For recipes that call for more than half a cup of butter, she suggests keeping half the butter and substituting olive oil in an amount equal to 2/3 of the butter removed from the original recipe. So, for a cookie recipe, say, that calls for two sticks of butter – or a cup – you’d keep one stick of butter and substitute 1/3 cup of the olive oil for the other stick.
That way, you can make sure the substitution works – versus performing a more radical overhaul that might destabilize how all the ingredients come together, according to Sheldon.
For recipes that call for half a cup or less of butter, Sheldon endorses the idea of using an amount of olive oil equal to two-thirds of the butter that’s specified in the recipe.
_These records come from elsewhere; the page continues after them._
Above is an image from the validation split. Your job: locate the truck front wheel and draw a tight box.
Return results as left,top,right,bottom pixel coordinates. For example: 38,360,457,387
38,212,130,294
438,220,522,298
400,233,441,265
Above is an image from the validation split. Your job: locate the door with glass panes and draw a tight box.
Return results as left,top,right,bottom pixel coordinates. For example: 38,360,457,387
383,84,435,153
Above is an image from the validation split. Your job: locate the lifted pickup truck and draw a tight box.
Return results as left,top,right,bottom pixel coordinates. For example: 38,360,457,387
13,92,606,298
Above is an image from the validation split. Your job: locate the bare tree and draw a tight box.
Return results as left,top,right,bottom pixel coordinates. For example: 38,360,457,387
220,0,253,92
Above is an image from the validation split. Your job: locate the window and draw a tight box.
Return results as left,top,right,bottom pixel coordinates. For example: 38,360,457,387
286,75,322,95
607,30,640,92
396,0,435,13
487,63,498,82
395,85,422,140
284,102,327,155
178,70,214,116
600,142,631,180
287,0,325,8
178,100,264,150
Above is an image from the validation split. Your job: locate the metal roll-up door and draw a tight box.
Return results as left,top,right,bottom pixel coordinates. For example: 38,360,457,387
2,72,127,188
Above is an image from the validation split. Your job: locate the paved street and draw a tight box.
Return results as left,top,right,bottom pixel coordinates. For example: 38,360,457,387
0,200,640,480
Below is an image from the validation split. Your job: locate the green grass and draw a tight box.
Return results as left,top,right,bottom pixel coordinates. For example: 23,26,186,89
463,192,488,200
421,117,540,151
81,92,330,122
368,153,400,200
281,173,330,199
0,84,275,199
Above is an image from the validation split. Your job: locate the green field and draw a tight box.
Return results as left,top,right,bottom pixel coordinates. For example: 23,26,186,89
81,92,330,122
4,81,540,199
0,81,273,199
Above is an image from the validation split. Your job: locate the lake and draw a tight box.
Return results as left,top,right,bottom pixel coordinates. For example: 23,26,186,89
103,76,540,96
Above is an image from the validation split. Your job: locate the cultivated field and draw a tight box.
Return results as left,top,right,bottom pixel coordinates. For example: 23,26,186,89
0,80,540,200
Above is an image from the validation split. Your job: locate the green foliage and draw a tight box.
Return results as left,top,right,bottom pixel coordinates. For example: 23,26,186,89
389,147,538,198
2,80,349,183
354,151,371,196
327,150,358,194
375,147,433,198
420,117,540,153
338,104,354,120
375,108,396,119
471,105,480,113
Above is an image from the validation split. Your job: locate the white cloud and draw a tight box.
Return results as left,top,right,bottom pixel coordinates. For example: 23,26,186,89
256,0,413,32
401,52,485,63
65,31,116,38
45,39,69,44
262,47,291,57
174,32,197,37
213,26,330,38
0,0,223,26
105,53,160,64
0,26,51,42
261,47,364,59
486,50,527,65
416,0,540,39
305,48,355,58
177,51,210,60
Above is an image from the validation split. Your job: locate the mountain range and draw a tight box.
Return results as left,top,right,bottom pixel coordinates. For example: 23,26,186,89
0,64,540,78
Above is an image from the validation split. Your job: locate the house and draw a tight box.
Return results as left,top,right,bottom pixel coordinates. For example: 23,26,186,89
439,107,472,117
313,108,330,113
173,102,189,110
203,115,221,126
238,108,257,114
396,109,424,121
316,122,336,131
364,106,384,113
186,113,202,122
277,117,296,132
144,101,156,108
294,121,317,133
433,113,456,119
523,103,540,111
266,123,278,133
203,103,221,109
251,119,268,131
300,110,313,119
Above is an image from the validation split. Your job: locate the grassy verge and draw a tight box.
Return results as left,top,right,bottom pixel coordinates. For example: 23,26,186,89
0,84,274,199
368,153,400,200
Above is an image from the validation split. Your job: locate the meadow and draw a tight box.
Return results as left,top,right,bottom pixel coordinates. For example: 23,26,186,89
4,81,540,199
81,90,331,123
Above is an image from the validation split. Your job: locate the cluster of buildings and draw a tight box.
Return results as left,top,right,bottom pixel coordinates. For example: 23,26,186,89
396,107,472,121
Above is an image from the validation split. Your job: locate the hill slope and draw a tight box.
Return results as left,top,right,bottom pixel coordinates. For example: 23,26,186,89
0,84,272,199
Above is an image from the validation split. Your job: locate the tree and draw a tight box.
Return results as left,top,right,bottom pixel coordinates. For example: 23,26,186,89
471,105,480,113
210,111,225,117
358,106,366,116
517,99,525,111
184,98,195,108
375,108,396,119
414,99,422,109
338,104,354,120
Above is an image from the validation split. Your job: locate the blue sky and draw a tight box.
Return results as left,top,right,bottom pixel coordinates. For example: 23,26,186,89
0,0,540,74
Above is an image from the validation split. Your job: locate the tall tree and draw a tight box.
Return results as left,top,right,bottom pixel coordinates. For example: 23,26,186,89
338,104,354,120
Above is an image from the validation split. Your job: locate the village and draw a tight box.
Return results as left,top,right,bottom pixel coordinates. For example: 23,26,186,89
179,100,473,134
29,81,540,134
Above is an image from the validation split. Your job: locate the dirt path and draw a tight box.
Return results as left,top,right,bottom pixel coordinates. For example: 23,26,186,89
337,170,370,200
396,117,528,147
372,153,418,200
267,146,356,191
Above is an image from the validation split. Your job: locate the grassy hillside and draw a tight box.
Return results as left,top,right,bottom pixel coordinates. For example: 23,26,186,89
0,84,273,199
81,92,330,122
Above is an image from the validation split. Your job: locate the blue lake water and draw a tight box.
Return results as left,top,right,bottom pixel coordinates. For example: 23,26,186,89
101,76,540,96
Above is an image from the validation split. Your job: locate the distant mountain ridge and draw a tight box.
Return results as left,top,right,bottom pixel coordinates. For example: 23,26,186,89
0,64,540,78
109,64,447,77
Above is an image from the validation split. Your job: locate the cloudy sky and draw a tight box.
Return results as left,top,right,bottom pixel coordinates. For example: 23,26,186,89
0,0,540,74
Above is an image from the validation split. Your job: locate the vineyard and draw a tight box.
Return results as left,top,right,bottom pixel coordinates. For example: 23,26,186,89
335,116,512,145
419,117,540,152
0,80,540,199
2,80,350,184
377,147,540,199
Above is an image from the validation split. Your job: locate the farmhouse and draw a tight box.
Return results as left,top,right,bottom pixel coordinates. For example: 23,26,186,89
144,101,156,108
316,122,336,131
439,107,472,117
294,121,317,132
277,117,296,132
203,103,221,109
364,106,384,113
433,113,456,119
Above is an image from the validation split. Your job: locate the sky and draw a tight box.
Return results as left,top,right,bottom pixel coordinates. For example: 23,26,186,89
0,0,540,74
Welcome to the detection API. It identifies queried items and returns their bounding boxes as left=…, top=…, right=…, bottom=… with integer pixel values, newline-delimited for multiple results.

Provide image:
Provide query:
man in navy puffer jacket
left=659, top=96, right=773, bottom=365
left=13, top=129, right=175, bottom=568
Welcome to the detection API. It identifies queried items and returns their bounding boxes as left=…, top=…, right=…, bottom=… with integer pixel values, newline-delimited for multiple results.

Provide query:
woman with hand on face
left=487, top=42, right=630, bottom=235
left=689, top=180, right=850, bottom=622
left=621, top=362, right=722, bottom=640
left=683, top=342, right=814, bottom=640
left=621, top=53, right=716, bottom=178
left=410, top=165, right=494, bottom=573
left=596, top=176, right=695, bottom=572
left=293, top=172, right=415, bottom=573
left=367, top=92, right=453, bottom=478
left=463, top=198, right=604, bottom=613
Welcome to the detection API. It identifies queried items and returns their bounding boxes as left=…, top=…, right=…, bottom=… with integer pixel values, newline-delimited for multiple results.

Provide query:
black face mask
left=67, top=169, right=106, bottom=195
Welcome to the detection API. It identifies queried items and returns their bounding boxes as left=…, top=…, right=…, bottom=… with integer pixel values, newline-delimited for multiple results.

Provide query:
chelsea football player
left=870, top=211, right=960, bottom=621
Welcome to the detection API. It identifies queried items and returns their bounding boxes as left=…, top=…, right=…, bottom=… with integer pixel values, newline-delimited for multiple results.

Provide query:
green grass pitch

In a recipe that calls for six tablespoons of butter, for example, you’d replace that entire amount with four tablespoons of olive oil.
“I think that is a good substitution amount. It seems to compensate for the liquidity of the oil and the fact that butter has water,” says Sheldon. “Butter isn’t a solid fat. It contains some milk solids and some water.”
However, Sheldon is also quick to note that there is no hard-and-fast rule of thumb for substituting olive oil for butter. If something doesn’t come out quite right, she adds, experiment a bit.
And there may be some recipes you don’t even want to avoid a substitution, such as Aunt Tillie’s cookies that you feel passionate about.
“Olive oil is going to change the taste of those cookies. They’ll still be delicious, but they won’t be the same as you remember them,” says Sheldon.
Pie crusts and biscuits also don’t seem to adapt, according to Sheldon.
“I’ve never been able to make a good olive oil pie crust – that and biscuits,” she says. “Other than that, you can play around with a lot of the recipes, especially those that call for melted butter.”
In her book, Sheldon also offers these thoughts to keep in mind when converting recipes to use olive oil:
– Be sure to use less olive oil in the recipe than the amount of butter you are replacing.
– Generally speaking, cookies made with olive oil take slightly longer to bake than cookies made with butter or margarine. Keep an eye on your cookies.
– Cookies baked with olive oil tend to be slightly lighter in color than butter cookies, so avoid over-baking the cookies.